A la distancia, Terranova arrastraba de un brazo al gitano Peret que con un destornillador pretendía hacerse de unas pesadas placas de bronce que adornaban la sepultura de Luís Federico Leloir.
Cuando la Polaca ingresó al templo, los fieles entonaban Tengo una Vaca Lechera en virtud de que un recurso de amparo presentado por las más altas jerarquías eclesiásticas había prohibido el uso del cancionero religioso con el argumento de que Tatono no estaba bautizado. Los niños hacían rondas en el altar y las madres tomaban fotos con sus teléfonos celulares. Chepe se negó a unirse al grupo de párvulos con argumentos tan sólidos que sólo pudieron ser refutados por su madre con una sonora bofetada.
Mientras tanto los milagros se sucedían caóticamente. La viuda de un tal Lázaro protestaba amargamente por la resurrección de su esposo que era un tacaño y un grupo de pequeños rompían en llanto al ver sus caramelos convertidos en duros panes y repugnantes peces.

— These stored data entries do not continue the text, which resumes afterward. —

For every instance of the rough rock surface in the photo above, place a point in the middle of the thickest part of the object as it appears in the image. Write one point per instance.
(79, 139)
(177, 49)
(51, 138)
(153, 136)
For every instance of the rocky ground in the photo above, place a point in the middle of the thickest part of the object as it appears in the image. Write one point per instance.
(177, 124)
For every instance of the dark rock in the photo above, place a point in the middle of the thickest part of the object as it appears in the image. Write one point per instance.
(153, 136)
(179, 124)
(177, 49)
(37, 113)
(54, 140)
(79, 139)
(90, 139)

Un rabino y un sacerdote discutían acaloradamente reclamando para sí la potestad de la percepción del diezmo, esgrimiendo contradictorios derechos adquiridos. En un rincón de la sala, dos demonios recientemente expulsados del cuerpo de un poseso fumaban sin saber que hacer.
El exorcizado, en pleno uso de sus facultades mentales, se aburría soberanamente añorando los momentos en que escandalizaba a Barrio Norte paseándose desnudo con medio melón en la cabeza.